Government to announce next steps in supermarket reform

9:14 am on 24 August 2022

The government will make a further announcement on supermarket reform this afternoon.

Higher prices for fruit, yoghurt and chicken pushed up food prices in December.

Higher prices for fruit, yoghurt and chicken pushed up food prices in December. Photo: 123rf

RNZ understands it will be around requiring Countdown and Foodstuffs to open their wholesale operations to smaller rivals.

In March, the Commerce Commission made a number of recommendations after investigating the sector.

It called for improvements to be made to the wholesale supply of a range of groceries at competitive prices, by requiring the major retailers to consider any requests they receive to supply competitors.

Since then the government has announced plans to introduce a code of conduct, which Commerce and Consumer Affairs Minister David Clark said would be aimed at "preventing the major retailers from using their power to push cost and risk on to suppliers".

Labour MP David Clark

Commerce and Consumer Affairs Minister David Clark Photo: RNZ / Angus Dreaver

It established a Grocery Commissioner who will have the ability to fine supermarkets that breach it.

Consumer NZ chief executive Jon Duffy said the government had signalled that the main supermarket chains should open up wholesale operations voluntarily.

"We don't really know what's in the announcement yet but I'd anticipate that there are some clear signals to the supermarket sector that if change isn't made voluntarily then it will be forced upon the sector," he told Morning Report.

"We're seeing the supermarkets move to lower prices on certain goods to help with the cost of living and that's really good, but it's a temporary fix and it's not structural."

Opening up wholesale supplies would give potential new entrants or small players that wanted to expand the certainty that they could able to stock their shelves, he said.

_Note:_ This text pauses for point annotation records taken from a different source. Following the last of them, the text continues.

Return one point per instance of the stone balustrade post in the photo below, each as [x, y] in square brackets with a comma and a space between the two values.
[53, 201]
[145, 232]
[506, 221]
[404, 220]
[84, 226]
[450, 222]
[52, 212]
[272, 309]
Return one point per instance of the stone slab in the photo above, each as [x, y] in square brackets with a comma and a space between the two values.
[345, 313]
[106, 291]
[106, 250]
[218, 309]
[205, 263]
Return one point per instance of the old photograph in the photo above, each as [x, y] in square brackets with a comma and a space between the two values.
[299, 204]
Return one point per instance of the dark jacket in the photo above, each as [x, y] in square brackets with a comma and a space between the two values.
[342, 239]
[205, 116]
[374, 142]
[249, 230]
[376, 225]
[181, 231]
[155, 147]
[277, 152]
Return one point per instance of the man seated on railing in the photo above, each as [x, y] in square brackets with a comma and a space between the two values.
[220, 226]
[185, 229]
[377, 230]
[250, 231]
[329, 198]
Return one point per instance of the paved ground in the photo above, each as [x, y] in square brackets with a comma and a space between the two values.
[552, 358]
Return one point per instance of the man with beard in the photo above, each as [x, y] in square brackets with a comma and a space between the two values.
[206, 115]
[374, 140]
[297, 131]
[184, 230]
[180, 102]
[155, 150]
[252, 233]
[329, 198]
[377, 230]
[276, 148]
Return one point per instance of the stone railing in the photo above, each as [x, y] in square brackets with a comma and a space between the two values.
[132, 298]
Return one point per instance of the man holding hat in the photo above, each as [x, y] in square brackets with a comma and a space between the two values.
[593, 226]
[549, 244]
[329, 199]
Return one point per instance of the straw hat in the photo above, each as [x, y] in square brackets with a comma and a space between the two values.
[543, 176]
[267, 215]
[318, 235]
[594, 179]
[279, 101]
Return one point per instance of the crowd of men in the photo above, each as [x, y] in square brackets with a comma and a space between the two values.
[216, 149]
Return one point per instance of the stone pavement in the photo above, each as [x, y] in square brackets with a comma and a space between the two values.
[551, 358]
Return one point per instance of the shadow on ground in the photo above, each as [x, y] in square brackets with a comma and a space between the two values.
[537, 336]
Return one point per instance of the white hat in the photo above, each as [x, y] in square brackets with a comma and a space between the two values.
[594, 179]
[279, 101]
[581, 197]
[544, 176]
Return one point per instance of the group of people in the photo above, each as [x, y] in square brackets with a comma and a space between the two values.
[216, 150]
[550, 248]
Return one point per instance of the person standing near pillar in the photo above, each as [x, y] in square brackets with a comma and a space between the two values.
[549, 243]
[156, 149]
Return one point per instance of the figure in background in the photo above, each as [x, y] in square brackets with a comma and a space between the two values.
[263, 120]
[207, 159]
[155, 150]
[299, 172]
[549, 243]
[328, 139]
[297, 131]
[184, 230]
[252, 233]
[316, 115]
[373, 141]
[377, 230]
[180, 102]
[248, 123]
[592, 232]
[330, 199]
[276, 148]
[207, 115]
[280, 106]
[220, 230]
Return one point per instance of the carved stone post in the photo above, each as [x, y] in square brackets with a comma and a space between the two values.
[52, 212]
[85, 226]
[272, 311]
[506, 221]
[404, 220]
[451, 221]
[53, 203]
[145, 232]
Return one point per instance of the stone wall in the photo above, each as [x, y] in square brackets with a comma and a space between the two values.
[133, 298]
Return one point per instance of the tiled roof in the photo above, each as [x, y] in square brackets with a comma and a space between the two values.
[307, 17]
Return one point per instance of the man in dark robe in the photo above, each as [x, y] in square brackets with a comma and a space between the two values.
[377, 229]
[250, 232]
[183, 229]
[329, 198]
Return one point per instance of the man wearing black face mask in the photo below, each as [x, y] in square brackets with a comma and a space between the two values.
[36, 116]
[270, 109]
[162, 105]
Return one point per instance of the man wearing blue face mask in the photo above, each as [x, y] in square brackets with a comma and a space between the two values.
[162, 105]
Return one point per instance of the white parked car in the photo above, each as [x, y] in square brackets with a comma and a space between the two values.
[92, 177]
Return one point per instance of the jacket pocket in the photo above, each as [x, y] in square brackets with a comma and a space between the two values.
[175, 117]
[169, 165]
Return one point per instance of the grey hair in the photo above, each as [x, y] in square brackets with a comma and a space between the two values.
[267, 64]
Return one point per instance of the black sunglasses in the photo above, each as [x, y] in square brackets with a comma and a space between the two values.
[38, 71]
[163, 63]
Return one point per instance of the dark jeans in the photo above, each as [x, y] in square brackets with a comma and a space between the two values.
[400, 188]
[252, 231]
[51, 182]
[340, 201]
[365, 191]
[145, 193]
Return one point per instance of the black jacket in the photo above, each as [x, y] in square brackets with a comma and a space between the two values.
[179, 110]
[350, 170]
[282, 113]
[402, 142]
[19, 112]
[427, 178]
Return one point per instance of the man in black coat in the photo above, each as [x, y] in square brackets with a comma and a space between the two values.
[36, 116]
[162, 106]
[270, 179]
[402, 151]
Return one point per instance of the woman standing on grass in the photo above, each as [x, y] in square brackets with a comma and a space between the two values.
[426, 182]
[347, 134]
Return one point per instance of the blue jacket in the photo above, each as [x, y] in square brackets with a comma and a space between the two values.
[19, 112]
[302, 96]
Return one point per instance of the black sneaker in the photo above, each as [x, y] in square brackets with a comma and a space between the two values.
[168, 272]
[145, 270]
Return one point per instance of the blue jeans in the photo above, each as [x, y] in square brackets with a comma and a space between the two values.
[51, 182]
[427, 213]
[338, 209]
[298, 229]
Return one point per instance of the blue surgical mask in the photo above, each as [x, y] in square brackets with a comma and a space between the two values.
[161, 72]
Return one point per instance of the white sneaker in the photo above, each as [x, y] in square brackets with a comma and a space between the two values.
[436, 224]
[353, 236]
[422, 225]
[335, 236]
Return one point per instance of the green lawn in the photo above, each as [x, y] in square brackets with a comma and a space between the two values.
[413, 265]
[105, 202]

"At the moment, because the duopoly has wholesale supply all tied up in their own businesses, it's very difficult for a new entrant to come in at the retail level because they also have to bring all of the wholesaling and all of the distribution with them, which is a pretty gargantuan task."

The Commerce Commission also recommended in its March report that more land be made available for new grocery stores, by making changes to planning laws and banning the use of restrictive land covenants.